Wednesday, February 25, 2015

It Needs to Stop

This is going to be off-topic for purposes of this assignment, but I can't think of anything else because I'm so frustrated.

Major-shaming needs to stop. I am sick and tired of it. Everywhere I go on this damn campus I hear engineering and pre-med students going on and on about how they take the "real classes" and the "actually hard classes". They discuss how they're going to make the most money, and how they deserve it because "not everyone can handle the difficulty" of such an elite major. It's bullshit.

I could major in engineering if I wanted to. I could be pre-med too, just as easily. I don't want to choose those, however, and not because they are "too hard". I just can't see myself getting a career in those fields and being happy. (Also I hate math. I'm not bad at math, I just hate it, so I put in minimal effort to pass the AP Exams and place out of it.)

Money isn't everything. Having a lot of money is nice, sure, but if money is all success is based on, this world is more twisted than even I believe it to be. I'm in a "statistically low-paying major", sure. But so what? Why do people care? How does that make me worth less than others? I still have something to offer this world.

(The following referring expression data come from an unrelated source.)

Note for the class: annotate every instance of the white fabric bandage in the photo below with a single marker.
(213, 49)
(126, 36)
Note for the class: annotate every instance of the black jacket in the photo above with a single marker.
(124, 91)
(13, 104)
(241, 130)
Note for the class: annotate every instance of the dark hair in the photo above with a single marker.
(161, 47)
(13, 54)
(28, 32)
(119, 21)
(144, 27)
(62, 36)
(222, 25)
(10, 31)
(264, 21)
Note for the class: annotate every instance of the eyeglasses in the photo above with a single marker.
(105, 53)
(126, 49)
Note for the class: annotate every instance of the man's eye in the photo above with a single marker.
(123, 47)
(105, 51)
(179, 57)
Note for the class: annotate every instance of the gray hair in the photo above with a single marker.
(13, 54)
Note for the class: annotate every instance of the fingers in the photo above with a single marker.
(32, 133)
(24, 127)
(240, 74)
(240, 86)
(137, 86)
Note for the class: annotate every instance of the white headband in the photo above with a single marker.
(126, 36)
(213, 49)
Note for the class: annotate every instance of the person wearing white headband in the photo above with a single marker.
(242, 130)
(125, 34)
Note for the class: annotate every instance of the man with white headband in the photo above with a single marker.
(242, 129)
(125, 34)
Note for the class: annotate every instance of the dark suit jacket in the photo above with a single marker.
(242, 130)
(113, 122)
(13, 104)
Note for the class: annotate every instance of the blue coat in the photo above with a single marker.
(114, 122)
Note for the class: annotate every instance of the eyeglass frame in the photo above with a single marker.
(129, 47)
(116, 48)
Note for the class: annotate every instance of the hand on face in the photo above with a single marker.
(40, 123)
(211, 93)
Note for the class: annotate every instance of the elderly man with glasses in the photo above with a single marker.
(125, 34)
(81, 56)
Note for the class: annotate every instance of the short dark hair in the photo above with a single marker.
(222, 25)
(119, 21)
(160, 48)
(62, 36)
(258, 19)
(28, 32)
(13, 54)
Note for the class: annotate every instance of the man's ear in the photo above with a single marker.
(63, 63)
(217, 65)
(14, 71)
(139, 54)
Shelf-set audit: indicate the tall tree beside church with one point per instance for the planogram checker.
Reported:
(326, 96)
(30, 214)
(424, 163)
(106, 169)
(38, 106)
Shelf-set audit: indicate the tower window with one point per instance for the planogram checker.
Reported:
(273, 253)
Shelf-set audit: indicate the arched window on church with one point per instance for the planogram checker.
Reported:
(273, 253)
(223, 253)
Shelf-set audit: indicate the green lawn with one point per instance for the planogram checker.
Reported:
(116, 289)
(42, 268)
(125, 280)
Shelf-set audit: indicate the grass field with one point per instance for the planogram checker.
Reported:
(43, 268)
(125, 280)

I literally had a girl in one of my classes say that "There's competition in the pre-med and engineering fields because that's where all the smart people go."  I'm not exaggerating. She said it three times during her argument, as if it were fact. There is no such thing as an elite major. People have different interests, people make different choices! What ever happened to wanting to be happy, to doing what you love and loving what you do?

I am an English major (please don't judge my writing skills from this rant). I experience some sort of major-shaming at least every other day. I hear if from my peers, my parents, and even strangers. It's tiring! I feel like the world is against me, as if everyone is trying to get me to regret my choice before it even has any actual impact on my life. I doubt myself now all the time. I'm slowly beginning to feel as if I will be a useless failure, and that's a horrible feeling. I haven't had a chance to do anything yet, and already it's as if it's too late for a success story to blossom.

What's worse is that major-shaming scares people out of even trying to do what they love. I have a friend who wants nothing more than to be in theater (and she'd be good, she already is). Yet she refuses to major in theater, because she's worried of how it would look and how she would be perceived. She will only choose it if she is able to double major in theater and something "legitimate" (legitimate was not her exact wording, but was the gist of the speech). Another friend of mine says rather frequently that he "wishes he would just major in english" and that "[I'm] so brave for actually choosing english". It frustrates me to no end! Am I sacrificing myself? Am I really doing something so inconceivably dangerous that others marvel at my apparent stupidity? Every damn compliment I'm given seems to be a backhanded insult.

The point I'm trying to make is this: every major is worth something, and none are inherently better than any others. Engineering and pre-med people, keep on trucking, you can do it. Everyone else, don't get dragged down by ignorance, you can be successful too. Please, stop major-shaming.